Aquatic exercise for falls prevention: The AQUA STEPS study

Abstract ID
4194
Authors' names
S Psycharakis1; L Linton1; J Norrie1,2; A Fastier3; A Beattie1; N Carter 1; S Rambo1; D Skelton4
Author's provenances
1. The University of Edinburgh. 2. Queen’s University Belfast. 3. Edinburgh Leisure. 4. Glasgow Caledonian University
Abstract category

Abstract

Introduction: About one in three adults over the age of 65 fall at least once annually. Land-based exercise can cut overall falls by up to 34% and the number of people who fall by more than 15%. However, exercising on land may be difficult for some, such as very frail individuals, those with a high risk or fear of falling, or people with painful joints and limited mobility. Aquatic exercise may also help reduce falls, but the available evidence is limited. This study aimed to develop and deliver an aquatic exercise therapy programme for fall prevention and to assess its feasibility and acceptability for older adults at high fall risk.

Methods: Fifty-one eligible participants volunteered for the aquatic arm of the intervention (Aqua Steps). For the land exercise arm, 50 people who had already been referred to an established land-based falls prevention service in Edinburgh (Steady Steps) agreed to take part. Both programmes ran for 16 weeks and included one hour of supervised weekly exercise, falls education, and optional home exercises. The main outcomes were based on the feasibility of Aqua Steps: recruitment, retention, adverse events, and indications of improvement in secondary measures (falls and fallers; functional, strength and balance assessments; and self-reported measures of falls efficacy, balance confidence, quality of life and health).

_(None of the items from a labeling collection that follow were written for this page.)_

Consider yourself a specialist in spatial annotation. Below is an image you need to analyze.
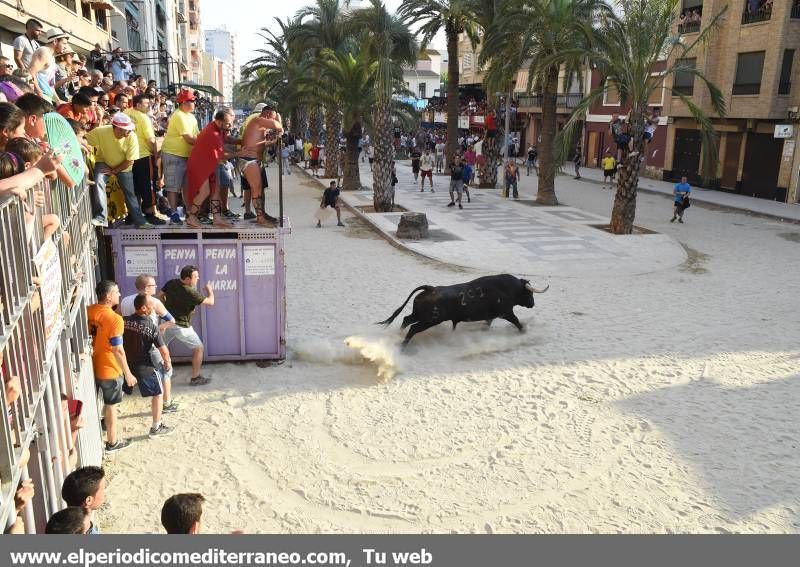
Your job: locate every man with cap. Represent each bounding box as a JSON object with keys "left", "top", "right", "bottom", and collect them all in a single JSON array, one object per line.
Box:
[
  {"left": 239, "top": 104, "right": 283, "bottom": 226},
  {"left": 161, "top": 90, "right": 200, "bottom": 224},
  {"left": 186, "top": 107, "right": 239, "bottom": 228},
  {"left": 14, "top": 18, "right": 44, "bottom": 71},
  {"left": 29, "top": 28, "right": 69, "bottom": 105},
  {"left": 86, "top": 112, "right": 153, "bottom": 228}
]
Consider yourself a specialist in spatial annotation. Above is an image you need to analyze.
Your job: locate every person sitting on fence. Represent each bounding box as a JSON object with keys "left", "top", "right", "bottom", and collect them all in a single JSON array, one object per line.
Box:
[
  {"left": 5, "top": 138, "right": 61, "bottom": 245},
  {"left": 119, "top": 274, "right": 178, "bottom": 413},
  {"left": 123, "top": 294, "right": 174, "bottom": 438},
  {"left": 87, "top": 280, "right": 136, "bottom": 453},
  {"left": 317, "top": 181, "right": 344, "bottom": 228},
  {"left": 61, "top": 466, "right": 106, "bottom": 534},
  {"left": 157, "top": 265, "right": 214, "bottom": 386},
  {"left": 44, "top": 506, "right": 92, "bottom": 535},
  {"left": 161, "top": 493, "right": 206, "bottom": 535}
]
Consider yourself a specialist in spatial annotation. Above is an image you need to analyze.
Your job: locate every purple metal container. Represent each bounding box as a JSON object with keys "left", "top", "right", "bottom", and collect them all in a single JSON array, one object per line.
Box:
[{"left": 106, "top": 223, "right": 291, "bottom": 361}]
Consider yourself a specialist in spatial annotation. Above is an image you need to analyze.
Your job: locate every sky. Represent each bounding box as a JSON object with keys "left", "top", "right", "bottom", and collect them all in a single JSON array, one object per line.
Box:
[{"left": 200, "top": 0, "right": 444, "bottom": 71}]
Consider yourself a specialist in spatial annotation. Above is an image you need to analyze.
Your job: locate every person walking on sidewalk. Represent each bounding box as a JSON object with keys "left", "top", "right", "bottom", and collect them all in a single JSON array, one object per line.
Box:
[
  {"left": 503, "top": 160, "right": 519, "bottom": 199},
  {"left": 410, "top": 146, "right": 422, "bottom": 183},
  {"left": 447, "top": 155, "right": 464, "bottom": 209},
  {"left": 419, "top": 148, "right": 434, "bottom": 193},
  {"left": 669, "top": 175, "right": 692, "bottom": 223}
]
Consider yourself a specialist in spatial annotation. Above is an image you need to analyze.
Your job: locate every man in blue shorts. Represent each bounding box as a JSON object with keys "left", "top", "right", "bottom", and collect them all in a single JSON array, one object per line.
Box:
[{"left": 123, "top": 294, "right": 174, "bottom": 437}]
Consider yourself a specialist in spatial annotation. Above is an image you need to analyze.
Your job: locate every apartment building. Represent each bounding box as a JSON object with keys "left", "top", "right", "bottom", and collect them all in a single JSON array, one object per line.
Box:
[
  {"left": 663, "top": 0, "right": 800, "bottom": 203},
  {"left": 0, "top": 0, "right": 117, "bottom": 60}
]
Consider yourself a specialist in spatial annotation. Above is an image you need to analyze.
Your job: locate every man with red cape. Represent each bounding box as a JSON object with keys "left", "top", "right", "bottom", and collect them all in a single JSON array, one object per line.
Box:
[{"left": 186, "top": 107, "right": 240, "bottom": 228}]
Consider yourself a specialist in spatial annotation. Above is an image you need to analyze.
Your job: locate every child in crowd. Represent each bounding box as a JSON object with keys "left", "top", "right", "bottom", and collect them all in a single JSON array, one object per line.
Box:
[{"left": 61, "top": 467, "right": 106, "bottom": 534}]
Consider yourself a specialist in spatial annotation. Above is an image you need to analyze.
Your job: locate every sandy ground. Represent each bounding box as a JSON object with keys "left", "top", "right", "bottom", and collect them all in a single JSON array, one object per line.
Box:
[{"left": 98, "top": 163, "right": 800, "bottom": 533}]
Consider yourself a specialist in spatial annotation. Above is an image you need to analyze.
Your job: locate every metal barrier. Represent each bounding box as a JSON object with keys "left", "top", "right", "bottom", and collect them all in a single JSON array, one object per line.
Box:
[{"left": 0, "top": 176, "right": 103, "bottom": 533}]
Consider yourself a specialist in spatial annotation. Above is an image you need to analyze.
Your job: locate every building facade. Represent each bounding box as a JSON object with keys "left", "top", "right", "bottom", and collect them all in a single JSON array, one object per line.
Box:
[{"left": 0, "top": 0, "right": 117, "bottom": 61}]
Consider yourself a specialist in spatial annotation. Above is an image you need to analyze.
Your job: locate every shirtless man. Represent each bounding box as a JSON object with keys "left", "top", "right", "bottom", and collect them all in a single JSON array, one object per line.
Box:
[{"left": 239, "top": 105, "right": 283, "bottom": 226}]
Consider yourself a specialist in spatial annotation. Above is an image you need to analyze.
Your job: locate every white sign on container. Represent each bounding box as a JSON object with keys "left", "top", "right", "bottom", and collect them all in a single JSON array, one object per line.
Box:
[
  {"left": 244, "top": 246, "right": 275, "bottom": 276},
  {"left": 125, "top": 246, "right": 158, "bottom": 278}
]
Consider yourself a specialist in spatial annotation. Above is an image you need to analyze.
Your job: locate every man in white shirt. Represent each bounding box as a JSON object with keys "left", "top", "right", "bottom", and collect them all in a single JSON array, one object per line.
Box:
[
  {"left": 119, "top": 274, "right": 178, "bottom": 413},
  {"left": 14, "top": 18, "right": 44, "bottom": 71}
]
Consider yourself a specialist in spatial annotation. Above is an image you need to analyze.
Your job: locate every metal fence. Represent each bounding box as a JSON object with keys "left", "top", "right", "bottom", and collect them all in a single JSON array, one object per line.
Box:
[{"left": 0, "top": 176, "right": 103, "bottom": 533}]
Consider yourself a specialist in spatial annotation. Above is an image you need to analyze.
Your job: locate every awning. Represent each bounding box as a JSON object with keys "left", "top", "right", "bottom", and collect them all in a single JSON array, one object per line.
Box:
[{"left": 175, "top": 83, "right": 223, "bottom": 96}]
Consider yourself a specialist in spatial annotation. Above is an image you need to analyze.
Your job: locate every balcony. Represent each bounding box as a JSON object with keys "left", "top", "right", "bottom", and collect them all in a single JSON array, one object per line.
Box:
[{"left": 742, "top": 0, "right": 772, "bottom": 26}]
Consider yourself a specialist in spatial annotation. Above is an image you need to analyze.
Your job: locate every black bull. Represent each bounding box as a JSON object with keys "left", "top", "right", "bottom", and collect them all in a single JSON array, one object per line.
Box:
[{"left": 378, "top": 274, "right": 550, "bottom": 346}]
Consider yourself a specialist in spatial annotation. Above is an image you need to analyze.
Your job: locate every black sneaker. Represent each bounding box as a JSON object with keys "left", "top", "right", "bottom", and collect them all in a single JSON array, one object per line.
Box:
[
  {"left": 147, "top": 423, "right": 175, "bottom": 439},
  {"left": 222, "top": 209, "right": 242, "bottom": 220},
  {"left": 106, "top": 439, "right": 131, "bottom": 453},
  {"left": 144, "top": 215, "right": 167, "bottom": 226}
]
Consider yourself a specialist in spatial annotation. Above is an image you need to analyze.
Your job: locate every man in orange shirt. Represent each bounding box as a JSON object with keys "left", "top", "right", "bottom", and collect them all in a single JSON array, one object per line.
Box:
[{"left": 87, "top": 280, "right": 136, "bottom": 453}]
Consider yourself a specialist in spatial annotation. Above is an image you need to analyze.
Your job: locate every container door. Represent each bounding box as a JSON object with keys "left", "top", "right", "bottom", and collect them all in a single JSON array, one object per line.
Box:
[
  {"left": 242, "top": 243, "right": 280, "bottom": 355},
  {"left": 198, "top": 241, "right": 242, "bottom": 356}
]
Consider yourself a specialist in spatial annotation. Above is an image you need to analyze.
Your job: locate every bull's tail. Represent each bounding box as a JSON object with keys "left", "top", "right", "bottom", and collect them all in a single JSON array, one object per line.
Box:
[{"left": 375, "top": 285, "right": 433, "bottom": 327}]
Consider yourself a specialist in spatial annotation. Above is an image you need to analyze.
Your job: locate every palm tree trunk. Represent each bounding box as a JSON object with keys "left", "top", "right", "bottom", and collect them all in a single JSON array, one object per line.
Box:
[
  {"left": 372, "top": 101, "right": 394, "bottom": 213},
  {"left": 536, "top": 67, "right": 558, "bottom": 205},
  {"left": 445, "top": 21, "right": 458, "bottom": 167},
  {"left": 325, "top": 108, "right": 342, "bottom": 178},
  {"left": 308, "top": 106, "right": 319, "bottom": 146},
  {"left": 342, "top": 124, "right": 361, "bottom": 191},
  {"left": 609, "top": 106, "right": 644, "bottom": 234}
]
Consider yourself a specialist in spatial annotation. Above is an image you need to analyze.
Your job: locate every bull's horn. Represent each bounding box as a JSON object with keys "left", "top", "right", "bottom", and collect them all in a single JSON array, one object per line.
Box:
[{"left": 525, "top": 283, "right": 550, "bottom": 293}]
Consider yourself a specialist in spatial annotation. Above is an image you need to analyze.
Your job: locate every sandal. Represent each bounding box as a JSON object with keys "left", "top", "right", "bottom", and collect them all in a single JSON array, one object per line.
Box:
[{"left": 189, "top": 375, "right": 211, "bottom": 386}]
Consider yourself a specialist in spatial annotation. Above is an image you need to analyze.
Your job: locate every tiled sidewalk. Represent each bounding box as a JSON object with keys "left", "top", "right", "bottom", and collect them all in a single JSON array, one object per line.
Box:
[{"left": 322, "top": 163, "right": 686, "bottom": 276}]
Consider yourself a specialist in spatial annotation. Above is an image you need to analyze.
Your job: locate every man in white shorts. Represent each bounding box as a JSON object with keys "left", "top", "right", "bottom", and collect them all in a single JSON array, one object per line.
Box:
[
  {"left": 119, "top": 274, "right": 178, "bottom": 413},
  {"left": 158, "top": 266, "right": 214, "bottom": 386}
]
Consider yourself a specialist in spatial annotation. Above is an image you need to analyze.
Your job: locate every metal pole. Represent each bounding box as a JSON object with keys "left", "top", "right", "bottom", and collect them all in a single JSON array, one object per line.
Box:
[
  {"left": 503, "top": 90, "right": 512, "bottom": 163},
  {"left": 275, "top": 136, "right": 283, "bottom": 228}
]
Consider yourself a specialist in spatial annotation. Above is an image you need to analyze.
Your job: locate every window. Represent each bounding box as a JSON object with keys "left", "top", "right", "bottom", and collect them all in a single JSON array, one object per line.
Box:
[
  {"left": 778, "top": 49, "right": 794, "bottom": 94},
  {"left": 672, "top": 59, "right": 697, "bottom": 96},
  {"left": 603, "top": 80, "right": 620, "bottom": 106},
  {"left": 733, "top": 51, "right": 765, "bottom": 95}
]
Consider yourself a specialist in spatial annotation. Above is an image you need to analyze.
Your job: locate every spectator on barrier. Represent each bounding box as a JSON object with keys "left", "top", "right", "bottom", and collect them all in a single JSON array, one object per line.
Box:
[
  {"left": 88, "top": 280, "right": 136, "bottom": 453},
  {"left": 157, "top": 266, "right": 214, "bottom": 386},
  {"left": 86, "top": 112, "right": 153, "bottom": 228},
  {"left": 61, "top": 466, "right": 108, "bottom": 534},
  {"left": 123, "top": 294, "right": 174, "bottom": 438},
  {"left": 44, "top": 506, "right": 92, "bottom": 535},
  {"left": 161, "top": 493, "right": 206, "bottom": 535},
  {"left": 119, "top": 274, "right": 178, "bottom": 413},
  {"left": 125, "top": 94, "right": 162, "bottom": 225},
  {"left": 14, "top": 18, "right": 44, "bottom": 71},
  {"left": 28, "top": 28, "right": 69, "bottom": 104},
  {"left": 161, "top": 91, "right": 200, "bottom": 224}
]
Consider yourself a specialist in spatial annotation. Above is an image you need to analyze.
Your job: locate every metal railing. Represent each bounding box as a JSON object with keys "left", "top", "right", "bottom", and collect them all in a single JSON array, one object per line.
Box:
[{"left": 0, "top": 175, "right": 103, "bottom": 533}]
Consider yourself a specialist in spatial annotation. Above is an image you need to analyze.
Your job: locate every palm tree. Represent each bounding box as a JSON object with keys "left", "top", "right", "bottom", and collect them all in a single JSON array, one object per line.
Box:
[
  {"left": 398, "top": 0, "right": 482, "bottom": 169},
  {"left": 239, "top": 18, "right": 308, "bottom": 124},
  {"left": 293, "top": 0, "right": 348, "bottom": 177},
  {"left": 347, "top": 0, "right": 419, "bottom": 212},
  {"left": 556, "top": 0, "right": 727, "bottom": 234},
  {"left": 481, "top": 0, "right": 611, "bottom": 205}
]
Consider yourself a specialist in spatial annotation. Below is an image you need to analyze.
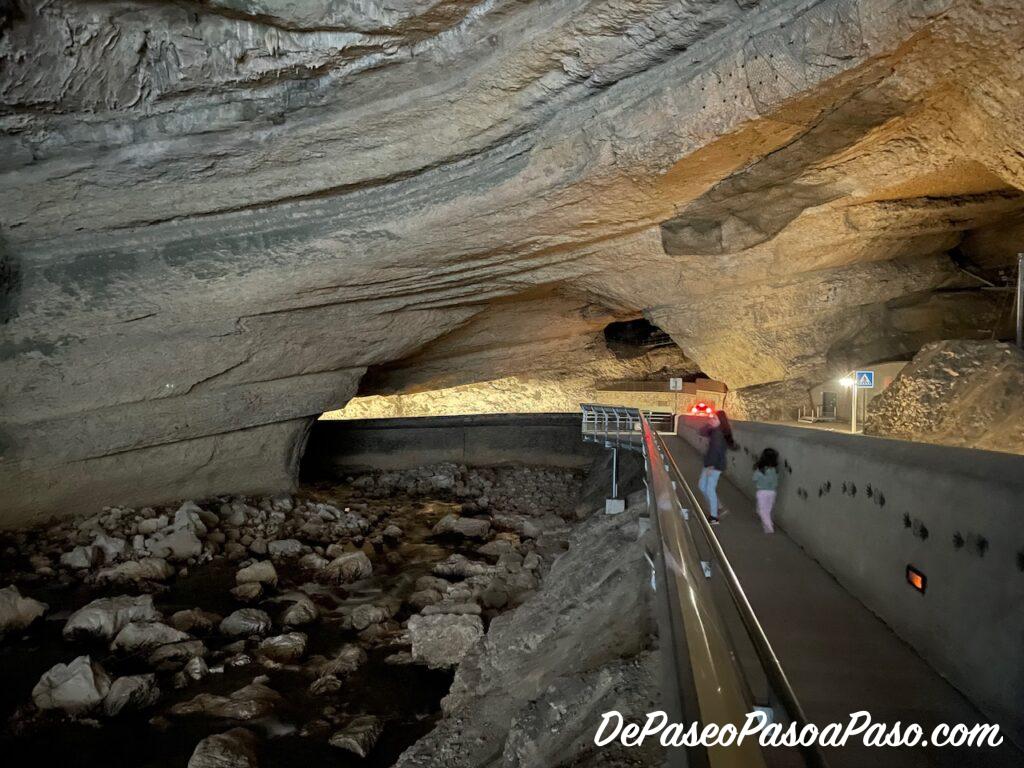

Results: Aqua Steps was safe and had excellent recruitment, retention, adherence and acceptability. There was clear evidence of reduced falls and fallers, along with gains in function, strength, balance, and decreased fear of falling. These benefits were largely maintained over six months of follow-up and exceeded those of the land-based programme.

Conclusion: Aqua Steps met comfortably the feasibility targets that had been set. This evidence can now be used to inform a follow-up, definitive, randomised controlled trial.

Comments

I found your research really exciting. It seems like the participants did too! Looking forward to reading more about this, specially the RCT results. I am curious if there was some reason for having 51 participants specifically?

Submitted by taqya-amna.ars… on

Permalink

Hi Taqya and thank you for your nice words. Very simple reason for the 51- we aimed to recruit 50 people and it just happened that the last two participants had their eligibility confirmed at roughly the same time, so we didn't feel it would be right to turn one of them down afterwards.